ORDINANZA N. 275
ANNO 1994
REPUBBLICA ITALIANA
In nome del Popolo Italiano
LA CORTE COSTITUZIONALE
composta dai signori:
Presidente
Prof. Gabriele PESCATORE
Giudici
Avv. Ugo SPAGNOLI
Prof. Vincenzo CAIANIELLO
Avv. Mauro FERRI
Prof. Luigi MENGONI
Prof. Enzo CHELI
Dott. Renato GRANATA
Prof. Giuliano VASSALLI
Prof. Francesco GUIZZI
Prof. Cesare MIRABELLI
Prof. Fernando SANTOSUOSSO
Avv. Massimo VARI
ha pronunciato la seguente
ORDINANZA
nel giudizio di legittimità costituzionale dell'art. 425 del codice di procedura penale, promosso con ordinanza emessa il 2 dicembre 1993 dal Giudice per le indagini preliminari presso il Tribunale di Ivrea nel procedimento penale a carico di Racchio Giovanni Leonterio, iscritta al n. 65 del registro ordinanze 1994 e pubblicata nella Gazzetta Ufficiale della Repubblica n. 10, prima serie speciale, dell'anno 1994.
Visto l'atto di intervento del Presidente del Consiglio dei ministri;
udito nella camera di consiglio dell'8 giugno 1994 il Giudice relatore Mauro Ferri.
Ritenuto che il giudice per le indagini preliminari presso il Tribunale di Ivrea ha sollevato, in riferimento agli artt. 97, primo e secondo comma, e 107, terzo comma, della Costituzione, questione di legittimità costituzionale dell'art. 425 del codice di procedura penale, nel testo risultante a seguito della sentenza di questa Corte n. 41 del 1993 e dell'art. 1 della legge 8 aprile 1993, n. 105, "nella parte in cui non consente al giudice dell'udienza preliminare di pronunciare sentenza di non luogo a procedere per mancanza di imputabilità, pur avendo ora tale giudice la possibilità di una penetrante cognizione nel merito, svincolata dall'estremo dell'"evidenza" (quello cioè che aveva motivato la sentenza n. 41/93)";
che osserva il remittente che l'attuale sistema, creatosi in conseguenza della stratificazione di interventi modificativi dell'art. 425, "impedisce al giudice dell'udienza preliminare di svolgere la sua funzione di filtro per il dibattimento e gli toglie la possibilità di pronunciarsi nell'ambito dei suoi poteri su fatti per i quali è comunque competente, così obbligando il Tribunale... a celebrare il dibattimento per fatti non controversi e per i quali non si potrà mai pervenire ad una sentenza di condanna, con inutile dispendio di organizzazione, energie lavorative e spese";
che è intervenuto in giudizio il Presidente del Consiglio dei ministri, eccependo in primo luogo l'inammissibilità della questione, in quanto non introduce elementi di rilievo rispetto a quanto già statuito dalla Corte con la sentenza n. 41 del 1993, e concludendo, comunque, per l'infondatezza della medesima.

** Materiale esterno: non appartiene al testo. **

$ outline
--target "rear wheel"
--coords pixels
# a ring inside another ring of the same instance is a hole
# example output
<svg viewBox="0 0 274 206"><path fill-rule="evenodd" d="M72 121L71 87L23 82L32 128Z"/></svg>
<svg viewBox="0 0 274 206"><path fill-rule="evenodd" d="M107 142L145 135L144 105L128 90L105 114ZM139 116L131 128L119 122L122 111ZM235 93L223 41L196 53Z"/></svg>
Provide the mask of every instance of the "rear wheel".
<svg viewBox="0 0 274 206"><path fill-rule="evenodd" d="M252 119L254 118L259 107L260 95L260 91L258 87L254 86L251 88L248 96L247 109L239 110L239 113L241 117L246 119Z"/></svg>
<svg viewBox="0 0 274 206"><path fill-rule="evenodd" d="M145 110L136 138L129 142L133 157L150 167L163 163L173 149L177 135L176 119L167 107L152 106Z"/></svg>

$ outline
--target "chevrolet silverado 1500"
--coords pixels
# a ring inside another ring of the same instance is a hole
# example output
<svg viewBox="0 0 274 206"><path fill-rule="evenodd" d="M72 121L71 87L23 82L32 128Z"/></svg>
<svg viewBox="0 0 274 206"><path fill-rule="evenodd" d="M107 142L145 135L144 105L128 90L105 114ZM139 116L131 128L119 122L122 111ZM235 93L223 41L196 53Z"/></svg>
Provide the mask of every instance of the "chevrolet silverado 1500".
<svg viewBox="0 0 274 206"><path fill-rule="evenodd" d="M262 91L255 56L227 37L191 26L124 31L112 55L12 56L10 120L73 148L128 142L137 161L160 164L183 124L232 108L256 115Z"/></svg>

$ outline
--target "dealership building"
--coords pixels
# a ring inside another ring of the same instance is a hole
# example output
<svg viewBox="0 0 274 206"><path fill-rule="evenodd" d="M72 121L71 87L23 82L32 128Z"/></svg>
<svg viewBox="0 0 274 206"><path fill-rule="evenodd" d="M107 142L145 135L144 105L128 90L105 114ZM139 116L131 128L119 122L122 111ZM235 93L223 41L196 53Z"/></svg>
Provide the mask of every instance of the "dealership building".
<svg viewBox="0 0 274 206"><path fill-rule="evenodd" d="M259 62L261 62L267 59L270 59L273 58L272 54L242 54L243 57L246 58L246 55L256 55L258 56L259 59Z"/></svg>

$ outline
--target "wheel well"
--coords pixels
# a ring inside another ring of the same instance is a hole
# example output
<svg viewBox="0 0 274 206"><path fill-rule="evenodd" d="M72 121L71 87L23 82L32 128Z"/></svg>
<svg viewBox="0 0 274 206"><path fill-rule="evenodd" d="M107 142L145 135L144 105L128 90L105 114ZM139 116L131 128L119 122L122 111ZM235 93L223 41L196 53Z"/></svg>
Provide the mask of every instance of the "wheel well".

Considerato che l'eccezione di inammissibilità sollevata dall'Avvocatura dello Stato deve essere rigettata, in quanto essa attiene palesemente al merito della questione;
che, in ordine al riferimento all'art. 97, primo e secondo comma, della Costituzione (censura che deve essere esaminata unitariamente, dato lo stretto collegamento tra i due commi richiamati), deve ribadirsi che il principio del buon andamento e della imparzialità dell'amministrazione, alla cui realizzazione detto parametro vincola la disciplina dell'organizzazione dei pubblici uffici, pur potendo riferirsi anche agli organi dell'amministrazione della giustizia (sentt. nn. 18 del 1989 e 86 del 1982), attiene esclusivamente alle leggi concernenti l'ordinamento degli uffici giudiziari e il loro funzionamento sotto l'aspetto amministrativo, mentre è del tutto estraneo al tema dell'esercizio della funzione giurisdizionale, nel suo complesso e in relazione ai diversi provvedimenti che costituiscono espressione di tale esercizio (cfr. sent.n. 376 del 1993);
che del pari chiaramente infondato si rivela il richiamo all'art. 107, terzo comma, della Costituzione - secondo cui "i magistrati si distinguono fra loro soltanto per diversità di funzioni" -, in quanto tale precetto concerne essenzialmente lo status giuridico dei magistrati, nell'ambito del quale mira a precludere diversità per gradi gerarchici, ovvero arbitrarie categorizzazioni non sorrette da ragioni di ordine funzionale (cfr. sentt. nn. 50 e 123 del 1970, 86 del 1982): con la conseguenza che non può essere invocato - come nella fattispecie - per censurare l'ambito delle funzioni che la legge assegna ai vari organi giurisdizionali in ragione delle diverse fasi in cui il processo si articola (cfr. cit. sent. n. 50 del 1970);
che, in conclusione, la questione deve essere dichiarata manifestamente infondata.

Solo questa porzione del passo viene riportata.